TechFlow rapporte que, le 30 mai, BofA Securities a indiqué dans son dernier rapport de recherche que, derrière la progression continue des marchés boursiers mondiaux à des niveaux records, une divergence inhabituelle s’est récemment manifestée entre les anticipations bénéficiaires des entreprises et les fondamentaux macroéconomiques.
Les données montrent que les prévisions de bénéfice par action (BPA) sur 12 mois pour l’indice MSCI Mondial ont augmenté d’environ 9 % au cours des trois derniers mois, soit un taux de croissance annualisé proche de 40 % ; quant à l’indice S&P 500, sa dynamique bénéficiaire trimestrielle s’est élevée à 12 %, atteignant ainsi le niveau le plus élevé depuis près de 40 ans. Parallèlement, l’indice mondial des directeurs d’achats (PMI) continue de reculer, se situant actuellement autour de 50,5, soit à un creux observé depuis deux ans.
BofA Securities précise que près des deux tiers de cette révision à la hausse des anticipations bénéficiaires proviennent de l’élargissement des marges bénéficiaires, et non d’une croissance des revenus. Actuellement, les marges bénéficiaires anticipées sur 12 mois atteignent respectivement 13,9 % en Europe et 11,4 % au niveau mondial, tous deux à des niveaux historiquement élevés.

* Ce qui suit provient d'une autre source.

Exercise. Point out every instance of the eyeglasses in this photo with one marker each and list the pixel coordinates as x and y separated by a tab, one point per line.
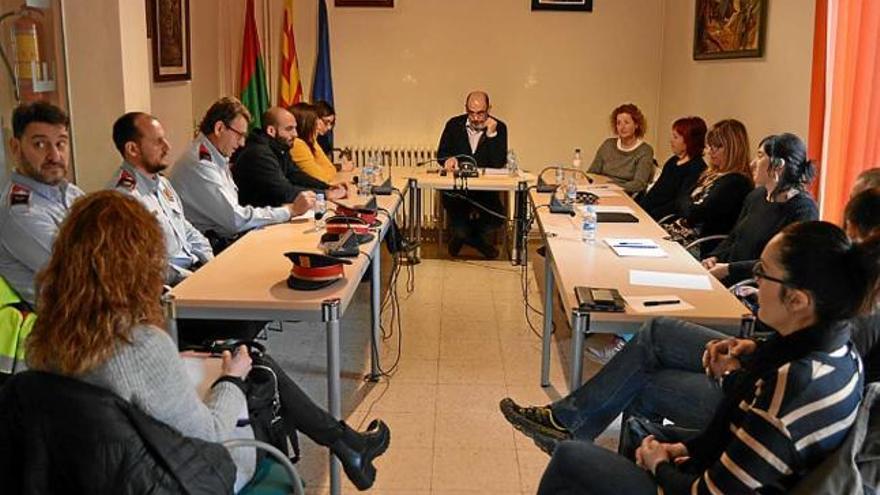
241	134
759	273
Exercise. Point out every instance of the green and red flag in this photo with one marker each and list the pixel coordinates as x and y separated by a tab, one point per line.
254	94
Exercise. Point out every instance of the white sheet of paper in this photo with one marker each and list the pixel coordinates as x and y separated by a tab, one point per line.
668	279
636	247
637	303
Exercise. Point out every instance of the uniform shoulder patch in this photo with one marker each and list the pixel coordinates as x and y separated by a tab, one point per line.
204	153
19	195
126	180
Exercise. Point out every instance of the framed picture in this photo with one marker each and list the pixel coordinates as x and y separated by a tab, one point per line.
168	27
364	3
724	29
576	5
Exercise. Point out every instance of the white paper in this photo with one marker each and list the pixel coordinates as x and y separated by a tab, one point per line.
637	303
668	279
636	247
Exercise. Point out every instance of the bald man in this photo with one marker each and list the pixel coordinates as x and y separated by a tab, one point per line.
264	172
480	137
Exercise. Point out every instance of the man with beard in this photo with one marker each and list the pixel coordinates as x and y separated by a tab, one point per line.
37	197
140	139
264	172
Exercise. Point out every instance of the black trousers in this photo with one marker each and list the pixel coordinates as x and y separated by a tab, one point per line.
468	222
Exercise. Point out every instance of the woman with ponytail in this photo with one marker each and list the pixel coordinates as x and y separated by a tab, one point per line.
788	401
782	173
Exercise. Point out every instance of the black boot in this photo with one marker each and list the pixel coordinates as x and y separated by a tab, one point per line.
356	451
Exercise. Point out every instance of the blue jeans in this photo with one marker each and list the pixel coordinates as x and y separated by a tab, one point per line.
658	374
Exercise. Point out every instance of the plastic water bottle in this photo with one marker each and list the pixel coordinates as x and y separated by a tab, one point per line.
320	210
512	166
589	224
576	159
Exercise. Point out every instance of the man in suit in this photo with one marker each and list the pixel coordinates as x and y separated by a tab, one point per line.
479	137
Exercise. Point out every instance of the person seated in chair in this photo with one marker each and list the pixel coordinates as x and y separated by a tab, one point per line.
480	139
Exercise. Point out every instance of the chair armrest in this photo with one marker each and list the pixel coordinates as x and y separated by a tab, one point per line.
295	479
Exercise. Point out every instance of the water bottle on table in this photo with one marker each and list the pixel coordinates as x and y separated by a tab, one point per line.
589	224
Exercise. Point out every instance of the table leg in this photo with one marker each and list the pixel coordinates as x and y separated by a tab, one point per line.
549	289
580	321
375	312
330	316
519	225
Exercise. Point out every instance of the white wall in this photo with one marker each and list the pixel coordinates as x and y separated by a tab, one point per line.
769	95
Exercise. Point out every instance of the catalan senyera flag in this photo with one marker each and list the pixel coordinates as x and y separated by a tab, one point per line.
290	87
254	94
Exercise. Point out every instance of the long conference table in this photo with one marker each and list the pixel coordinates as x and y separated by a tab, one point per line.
570	263
248	281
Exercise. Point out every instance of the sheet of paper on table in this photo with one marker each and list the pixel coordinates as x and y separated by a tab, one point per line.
637	303
636	247
669	279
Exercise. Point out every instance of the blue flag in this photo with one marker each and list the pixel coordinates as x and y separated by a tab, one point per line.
322	88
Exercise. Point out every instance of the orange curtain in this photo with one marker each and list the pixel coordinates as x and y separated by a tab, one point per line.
852	116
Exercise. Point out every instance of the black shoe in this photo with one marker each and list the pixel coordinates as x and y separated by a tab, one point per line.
356	452
535	423
455	245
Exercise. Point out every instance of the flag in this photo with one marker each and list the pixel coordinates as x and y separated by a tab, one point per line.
322	88
290	87
254	94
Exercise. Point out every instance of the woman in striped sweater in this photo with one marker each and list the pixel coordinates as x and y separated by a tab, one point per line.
786	406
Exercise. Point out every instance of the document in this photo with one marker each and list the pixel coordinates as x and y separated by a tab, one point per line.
636	247
669	279
657	304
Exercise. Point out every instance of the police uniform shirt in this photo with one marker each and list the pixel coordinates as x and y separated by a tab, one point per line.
184	245
30	214
210	197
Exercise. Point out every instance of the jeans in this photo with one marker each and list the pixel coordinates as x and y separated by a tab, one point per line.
658	374
582	468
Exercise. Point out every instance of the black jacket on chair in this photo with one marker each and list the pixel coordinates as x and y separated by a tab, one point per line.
491	152
61	435
266	175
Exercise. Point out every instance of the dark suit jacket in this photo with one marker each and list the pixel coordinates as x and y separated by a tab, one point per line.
491	152
266	175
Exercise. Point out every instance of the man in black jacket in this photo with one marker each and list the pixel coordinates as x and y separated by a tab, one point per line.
264	172
482	137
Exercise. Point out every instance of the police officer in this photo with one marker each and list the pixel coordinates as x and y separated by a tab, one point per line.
37	197
202	178
140	139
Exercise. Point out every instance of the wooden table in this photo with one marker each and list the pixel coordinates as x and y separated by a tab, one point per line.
570	262
248	281
516	184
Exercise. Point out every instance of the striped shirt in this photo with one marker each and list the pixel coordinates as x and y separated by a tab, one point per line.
799	413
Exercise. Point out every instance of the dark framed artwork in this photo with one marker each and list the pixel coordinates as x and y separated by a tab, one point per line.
364	3
571	5
168	28
725	29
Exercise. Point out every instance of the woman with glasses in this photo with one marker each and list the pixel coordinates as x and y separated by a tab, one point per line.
782	173
306	152
626	159
680	172
715	203
785	407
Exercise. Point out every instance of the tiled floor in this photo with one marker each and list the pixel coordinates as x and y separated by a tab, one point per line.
465	345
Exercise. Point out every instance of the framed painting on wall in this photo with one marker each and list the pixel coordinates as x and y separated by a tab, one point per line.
573	5
726	29
168	27
364	3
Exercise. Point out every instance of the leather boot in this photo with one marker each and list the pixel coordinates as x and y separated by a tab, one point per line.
356	451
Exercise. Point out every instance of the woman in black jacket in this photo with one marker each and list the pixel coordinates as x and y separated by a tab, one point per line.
784	409
782	173
680	172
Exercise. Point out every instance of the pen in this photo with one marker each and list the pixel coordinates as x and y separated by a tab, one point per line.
659	303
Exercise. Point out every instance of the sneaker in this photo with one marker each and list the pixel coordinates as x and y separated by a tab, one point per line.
601	350
536	423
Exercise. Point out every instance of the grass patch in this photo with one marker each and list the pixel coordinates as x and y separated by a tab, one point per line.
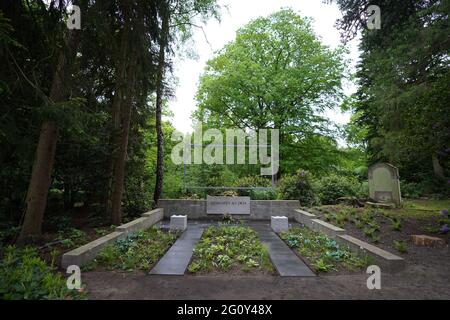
230	247
323	253
138	251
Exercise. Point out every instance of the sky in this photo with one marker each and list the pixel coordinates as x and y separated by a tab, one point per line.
237	14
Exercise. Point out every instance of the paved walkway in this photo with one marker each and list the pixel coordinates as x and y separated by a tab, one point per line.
287	263
176	260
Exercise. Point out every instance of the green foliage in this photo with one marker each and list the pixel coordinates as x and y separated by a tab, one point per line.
225	247
400	246
71	238
138	251
298	187
323	253
23	275
401	106
332	187
396	224
256	82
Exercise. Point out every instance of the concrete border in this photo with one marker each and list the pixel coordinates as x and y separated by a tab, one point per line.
86	253
385	260
146	221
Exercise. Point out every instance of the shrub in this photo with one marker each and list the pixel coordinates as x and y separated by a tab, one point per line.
24	275
333	187
411	190
297	187
255	181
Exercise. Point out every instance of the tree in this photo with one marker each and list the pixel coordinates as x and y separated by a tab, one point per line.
45	154
276	74
177	19
403	74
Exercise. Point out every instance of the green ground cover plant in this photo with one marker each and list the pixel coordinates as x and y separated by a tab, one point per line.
138	251
24	275
230	247
323	253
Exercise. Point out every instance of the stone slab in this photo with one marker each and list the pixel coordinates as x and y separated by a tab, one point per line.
142	223
177	258
259	209
304	217
287	263
82	255
227	205
178	222
279	223
385	260
330	230
427	241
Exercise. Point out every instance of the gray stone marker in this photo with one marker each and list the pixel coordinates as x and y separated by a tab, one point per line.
178	222
227	205
279	223
384	184
177	259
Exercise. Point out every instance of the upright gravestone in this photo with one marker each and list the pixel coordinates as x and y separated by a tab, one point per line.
384	184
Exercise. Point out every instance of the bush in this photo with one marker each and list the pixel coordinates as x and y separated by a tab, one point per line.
333	187
256	194
297	187
24	275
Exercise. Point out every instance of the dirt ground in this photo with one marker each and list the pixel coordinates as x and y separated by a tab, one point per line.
426	276
422	279
416	282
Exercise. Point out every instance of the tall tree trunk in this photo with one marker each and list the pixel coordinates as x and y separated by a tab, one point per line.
36	200
437	168
159	96
125	106
121	66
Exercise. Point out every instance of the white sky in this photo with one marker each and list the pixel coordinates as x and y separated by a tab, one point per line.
239	13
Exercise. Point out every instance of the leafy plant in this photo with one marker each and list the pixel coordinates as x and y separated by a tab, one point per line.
230	246
298	187
396	224
332	187
324	253
24	275
138	251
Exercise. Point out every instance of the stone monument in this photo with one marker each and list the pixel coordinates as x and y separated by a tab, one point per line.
384	184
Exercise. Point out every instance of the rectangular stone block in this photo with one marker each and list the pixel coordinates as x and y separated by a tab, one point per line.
279	223
82	255
178	222
304	217
327	228
158	212
387	261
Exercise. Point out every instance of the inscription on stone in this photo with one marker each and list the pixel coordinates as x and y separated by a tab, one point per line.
227	205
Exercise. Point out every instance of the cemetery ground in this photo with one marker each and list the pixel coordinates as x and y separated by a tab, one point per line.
121	271
426	275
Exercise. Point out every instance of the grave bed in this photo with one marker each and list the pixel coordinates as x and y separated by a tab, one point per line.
135	251
391	236
322	253
232	249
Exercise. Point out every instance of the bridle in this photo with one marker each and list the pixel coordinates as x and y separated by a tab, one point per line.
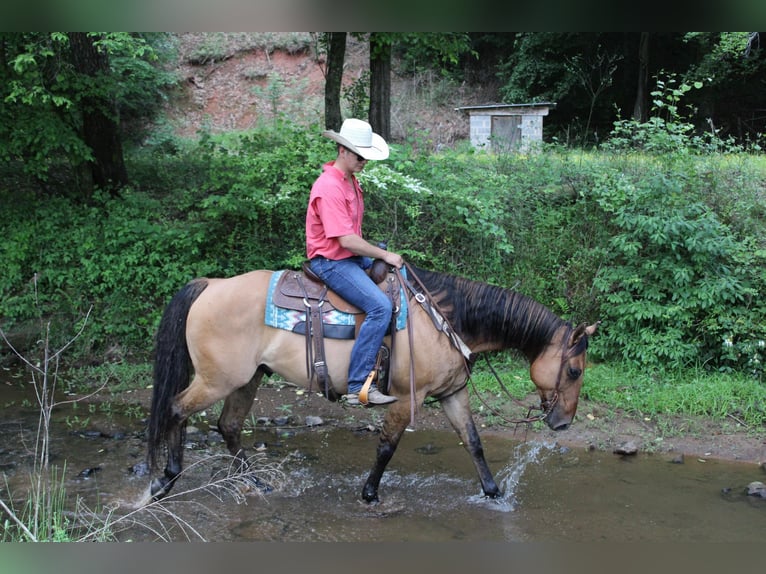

Dans ce rapport, la logique actuelle des marchés est comparée à celle observée en 2001, lors de l’adhésion de la Chine à l’Organisation mondiale du commerce (OMC). À l’époque, l’intégration massive de la main-d’œuvre chinoise au système économique mondial avait considérablement accru la part des bénéfices des entreprises dans le PIB. Aujourd’hui, les marchés misent sur une application généralisée de l’intelligence artificielle (IA), qui affaiblirait le pouvoir de négociation des travailleurs de bureau, propulsant ainsi les marges bénéficiaires vers un nouveau cycle structurel haussier.
Cependant, BofA Securities identifie également cinq principaux risques : ralentissement de la croissance économique mondiale, contraction de la demande liée au remplacement d’emplois par l’IA, hausse des coûts d’inférence des grands modèles, progression de la productivité inférieure aux attentes, ainsi que réactions réglementaires et politiques potentielles face à des licenciements massifs.
Le rapport estime que les marchés évaluent actuellement un scénario « idéal », caractérisé par une demande soutenue et des marges bénéficiaires sans cesse croissantes. Si l’environnement macroéconomique devait se dégrader ou si la prime de risque augmentait, les anticipations bénéficiaires des entreprises ainsi que leurs valorisations pourraient faire l’objet d’un réajustement.